Bireyin kaygı ile baş etmesini sağlamanın yolu nedir?
Sosyal fobisi olan kişi kaygısını azaltmak ve kendisini güvende hissetmek için kendisi için tehdit oluşturacağını düşündüğü durumlarda farklı davranışlarda bulunmaya ya da ortamdan tamamen kaçınmaya başlar ve bu iki davranış biçimi onun savunma mekanizması haline gelir. Fakat, kişinin kendisini güvende hissetmek için yaptığı davranışlar ya da sosyal ortamlardan tamamen kaçınması kişinin kafasında felaket haline getirdiği olayın aslında gerçek olmadığını görmesini engeller.
Bununla birlikte, kişi kaygısını yönetebileceği gerçeğini de hiçbir zaman fark edememiş olur. Sunum yapmaktan tamamen kaçınan, sosyal fobiye sahip bir kişi düşünelim. Tamamen kaçındığı için aslında topluluk önünde konuşma ile ilgili ne kadar yetenekli olduğunu göremez ve daha da önemlisi izleyicilerin düşündüğünden çok daha az eleştirel olduğunu öğrenemez. Sunum sırasında yaptığı bir hata ile aslında ne kadar iyi baş edebileceği gerçeğini de göz ardı etmiş olur. Yani, kişi kafasında yarattığı senaryo ile ilgili yeterli bilgi toplayamaz ve gerçekte ne olacağını bilemez buda düşünülenin tersine kaygısını daha çok arttırır.
Bu sebeple, bilişsel davranışçı terapideki en temel amaç; kişinin fonksiyonel olmayan inançları ve varsayımları ile ilgili daha gerçekçi bir bakış açısı elde etmesine yardımcı olmaktır. Diğer ve en önemli tedavi hedeflerinden biri de, sosyal fobisi olan bireyin kaygıyla baş etme stratejilerini değiştirmesini sağlamaktır.

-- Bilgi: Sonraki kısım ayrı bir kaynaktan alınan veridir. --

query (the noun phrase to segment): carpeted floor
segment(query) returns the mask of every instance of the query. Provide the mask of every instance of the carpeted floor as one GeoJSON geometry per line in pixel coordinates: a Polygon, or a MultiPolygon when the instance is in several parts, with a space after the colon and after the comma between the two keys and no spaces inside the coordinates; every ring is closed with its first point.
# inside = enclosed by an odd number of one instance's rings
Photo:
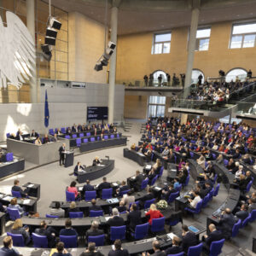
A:
{"type": "MultiPolygon", "coordinates": [[[[124,135],[129,136],[127,146],[130,148],[133,143],[137,143],[141,137],[140,130],[142,120],[135,121],[129,120],[132,124],[131,131],[128,132],[123,132],[124,135]]],[[[126,180],[126,177],[133,175],[136,170],[143,170],[143,167],[139,166],[136,162],[125,159],[123,157],[123,148],[126,147],[117,147],[96,152],[83,154],[76,155],[74,158],[74,163],[77,161],[82,162],[82,164],[90,166],[92,164],[92,160],[96,155],[100,158],[105,158],[106,155],[109,156],[110,159],[115,160],[115,167],[113,172],[107,175],[107,178],[109,182],[126,180]]],[[[78,150],[76,150],[78,152],[78,150]]],[[[28,166],[31,165],[26,164],[28,166]]],[[[44,166],[29,172],[24,172],[20,175],[14,176],[7,178],[1,182],[0,192],[9,193],[13,182],[15,178],[20,179],[20,183],[26,182],[32,182],[41,184],[41,199],[38,202],[38,212],[40,216],[44,216],[49,212],[49,203],[52,201],[65,201],[65,189],[69,183],[75,178],[73,176],[69,176],[69,173],[73,172],[73,167],[65,168],[60,166],[58,162],[44,166]]],[[[164,172],[164,177],[166,173],[164,172]]],[[[163,178],[165,178],[163,177],[163,178]]],[[[96,179],[91,182],[92,184],[96,184],[102,181],[102,178],[96,179]]],[[[186,190],[190,189],[194,185],[195,182],[190,179],[189,184],[186,190]]],[[[210,205],[203,209],[202,212],[199,216],[188,215],[184,218],[184,223],[190,224],[197,222],[202,225],[207,224],[207,217],[210,215],[227,196],[226,189],[223,184],[220,186],[219,193],[215,197],[210,205]]],[[[232,239],[230,241],[226,241],[223,248],[223,253],[221,255],[237,255],[237,250],[239,247],[244,249],[252,249],[253,236],[255,236],[256,224],[249,224],[247,227],[241,230],[239,235],[232,239]]],[[[180,233],[181,225],[177,224],[172,230],[174,233],[180,233]]]]}

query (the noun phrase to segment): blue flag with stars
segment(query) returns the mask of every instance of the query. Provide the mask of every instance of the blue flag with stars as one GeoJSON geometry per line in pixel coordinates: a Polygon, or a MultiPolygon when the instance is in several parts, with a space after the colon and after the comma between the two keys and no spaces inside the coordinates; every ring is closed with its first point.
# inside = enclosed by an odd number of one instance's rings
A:
{"type": "Polygon", "coordinates": [[[48,108],[48,96],[47,90],[45,90],[45,101],[44,101],[44,126],[48,127],[49,125],[49,108],[48,108]]]}

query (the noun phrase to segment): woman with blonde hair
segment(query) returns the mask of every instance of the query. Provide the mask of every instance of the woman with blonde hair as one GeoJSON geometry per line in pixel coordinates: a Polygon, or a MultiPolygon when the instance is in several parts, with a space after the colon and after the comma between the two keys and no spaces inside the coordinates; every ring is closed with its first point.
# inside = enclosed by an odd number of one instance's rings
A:
{"type": "Polygon", "coordinates": [[[29,244],[31,240],[29,235],[29,228],[26,226],[23,227],[20,218],[15,219],[13,227],[11,229],[11,233],[15,235],[22,235],[25,245],[29,244]]]}
{"type": "Polygon", "coordinates": [[[160,212],[160,211],[157,210],[155,204],[152,204],[150,206],[150,209],[145,214],[145,216],[149,217],[149,219],[148,219],[149,224],[152,224],[153,218],[159,218],[164,217],[164,215],[160,212]]]}

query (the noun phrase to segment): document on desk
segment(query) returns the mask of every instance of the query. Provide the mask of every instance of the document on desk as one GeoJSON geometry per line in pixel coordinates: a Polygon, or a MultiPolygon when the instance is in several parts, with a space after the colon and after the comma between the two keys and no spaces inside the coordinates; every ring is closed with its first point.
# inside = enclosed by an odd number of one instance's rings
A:
{"type": "Polygon", "coordinates": [[[23,203],[24,203],[25,205],[29,204],[29,203],[30,203],[30,199],[25,199],[25,200],[23,201],[23,203]]]}

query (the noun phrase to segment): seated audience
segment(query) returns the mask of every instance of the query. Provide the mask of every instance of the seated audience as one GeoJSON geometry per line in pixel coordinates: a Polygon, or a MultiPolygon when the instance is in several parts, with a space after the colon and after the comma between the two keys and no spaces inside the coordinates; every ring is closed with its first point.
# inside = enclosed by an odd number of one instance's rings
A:
{"type": "Polygon", "coordinates": [[[122,242],[119,239],[117,239],[113,243],[113,248],[109,251],[108,256],[129,256],[129,253],[126,249],[122,248],[122,242]]]}
{"type": "MultiPolygon", "coordinates": [[[[29,228],[23,227],[22,222],[20,218],[16,218],[12,229],[11,233],[15,235],[22,235],[24,242],[27,246],[30,242],[30,235],[29,235],[29,228]]],[[[0,254],[1,255],[1,254],[0,254]]]]}
{"type": "Polygon", "coordinates": [[[59,201],[55,202],[55,207],[50,208],[49,214],[53,216],[58,216],[59,218],[65,217],[65,210],[61,208],[61,203],[59,201]]]}
{"type": "Polygon", "coordinates": [[[20,253],[13,247],[13,239],[7,236],[3,241],[3,247],[0,248],[1,256],[20,256],[20,253]]]}
{"type": "Polygon", "coordinates": [[[77,237],[79,236],[77,231],[72,228],[72,221],[70,218],[66,219],[65,229],[61,230],[60,236],[76,236],[77,237]]]}
{"type": "Polygon", "coordinates": [[[155,204],[152,204],[150,206],[149,211],[145,213],[145,216],[149,218],[148,223],[152,224],[153,218],[159,218],[164,217],[164,215],[160,212],[160,211],[157,210],[155,204]]]}
{"type": "Polygon", "coordinates": [[[101,252],[96,250],[95,242],[89,242],[88,248],[79,256],[104,256],[101,252]]]}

Düşüncelerimizin, duygularımızın, davranışlarımızın birbirleriyle tutarlı bir şekilde ilişki içinde olduğunu kişiye öğretmek ve bunun sonucunda bir alanı daha fonksiyonel hale getirmenin diğer alanları otomatik olarak etkileyeceğini göstermektir. Kişinin çarpıtılmış düşünceleri azaldıkça sosyal ortamlardan kaçınması azalır. Kişi sosyal ortamlarda daha aktif oldukça kafasında yarattığı düşünceler ile ilgili daha sağlıklı bir şekilde bilgi toplama şansını elde eder.
Sosyal ortamlara karşı duyduğunuz korku ve kaygınız artık yönetilemeyecek bir düzeydeyse ve hayatınızdaki önemli alanların işlevselliği bozulmaya başladıysa tekrar kontrolü ele almak adına profesyonel destek almaktan kaçınmamanızı tavsiye ederim.